El americano estuvo a punto de estallar en una carcajada. Una rápida e imperiosa mirada del capitán cerró a tiempo su boca.

—El alma de todo hombre y de todo animal que muere —continuó el bonzo—, pasa a otro cuerpo más noble o más repugnante, según los méritos del difunto.

—¿O sea, que después de muerto, usted puede revivir en el cuerpo de un rinoceronte? —preguntó el americano, que a duras penas podía contener la risa.

—Es posible —respondió gravemente el bonzo.

—Pero ¿es bien vista por el actual emperador vuestra religión? —preguntó Jorge.

—Para desgracia nuestra, no. Si pudiese expulsar a todos los adeptos a Fo, lo haría.

—¿Y por qué no os expulsa? —preguntó el americano.

—Porque tendría que expulsar a la mitad de su pueblo. Por otra parte, no vayáis a creer que todos los emperadores han visto con malos ojos nuestra religión. Contamos con un emperador y con una emperatriz que abrazaron la grande y verdadera religión de Fo: Cu-Ti, de la dinastía de los Leang, que entró en una boncería, y allí hubiera seguido toda la vida si no le hubiesen rescatado los grandes, quienes hubieron de pagar una fuerte suma de dinero para desligarle del juramento, lo cual fue un golpe terrible para nuestra secta, pues gran número de prosélitos, indignados, renunciaron y maldijeron la religión; la emperatriz Hou-Ki, esposa del emperador Leangouti, la cual después de haber levantando un magnífico templo a Fo, se hizo bonza, cortándose sus hermosos cabellos. Desgraciadamente fue arrestada por el emperador Yung-tse-gu y ahogada en el Hoang-ho.

—O sea, que ninguno de los dos murió siendo bonzo —dijo el americano en tono burlón.

—Ninguno —respondió el bonzo, frunciendo ligeramente las cejas.

Min-Sí creyó apreciar un relámpago amenazador en los ojos del bonzo, y temiendo un conflicto, cortó el coloquio, pidiendo permiso para retirarse a descansar, a fin de reanudar la marcha al día siguiente al alba.

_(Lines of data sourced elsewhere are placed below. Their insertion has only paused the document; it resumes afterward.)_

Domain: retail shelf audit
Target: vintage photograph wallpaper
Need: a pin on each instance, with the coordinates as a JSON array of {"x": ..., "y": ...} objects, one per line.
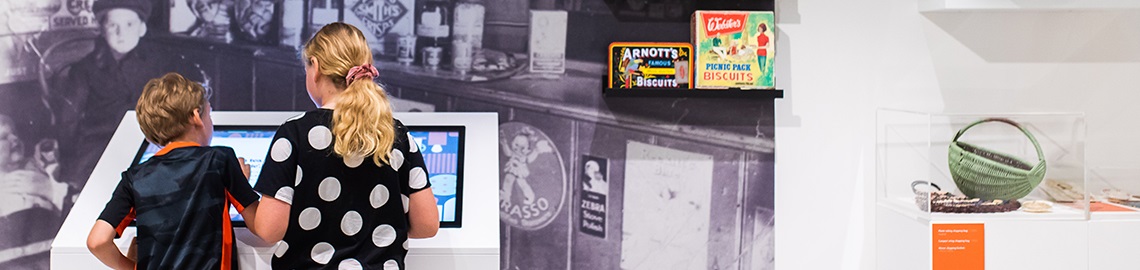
[{"x": 587, "y": 181}]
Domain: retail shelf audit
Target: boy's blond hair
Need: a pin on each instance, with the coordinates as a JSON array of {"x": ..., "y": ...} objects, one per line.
[{"x": 167, "y": 105}]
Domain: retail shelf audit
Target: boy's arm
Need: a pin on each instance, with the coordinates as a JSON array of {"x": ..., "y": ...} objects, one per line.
[
  {"x": 247, "y": 202},
  {"x": 100, "y": 242},
  {"x": 120, "y": 209}
]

Los bonzos condujeron a los viajeros a una pequeña estancia tapizada de cojines de bambú y fresquísima, donde suaves esteras hacían las veces de lechos. James, el capitán, el polaco y el chino, después de asegurarse bien de que no había entrada secreta alguna y de atrancar la puerta, se tendieron en las esteras y se durmieron profundamente.

El capitán, sin embargo, lo hizo después que los demás, porque las burlonas réplicas del americano, pese a los esfuerzos que había hecho él mismo para reprimirlas, podían haber ofendido a los bonzos, y le resultaba difícil olvidar las palabras admonitorias de Min-Sí: «son capaces de poner venenos fulminantes en nuestra comida».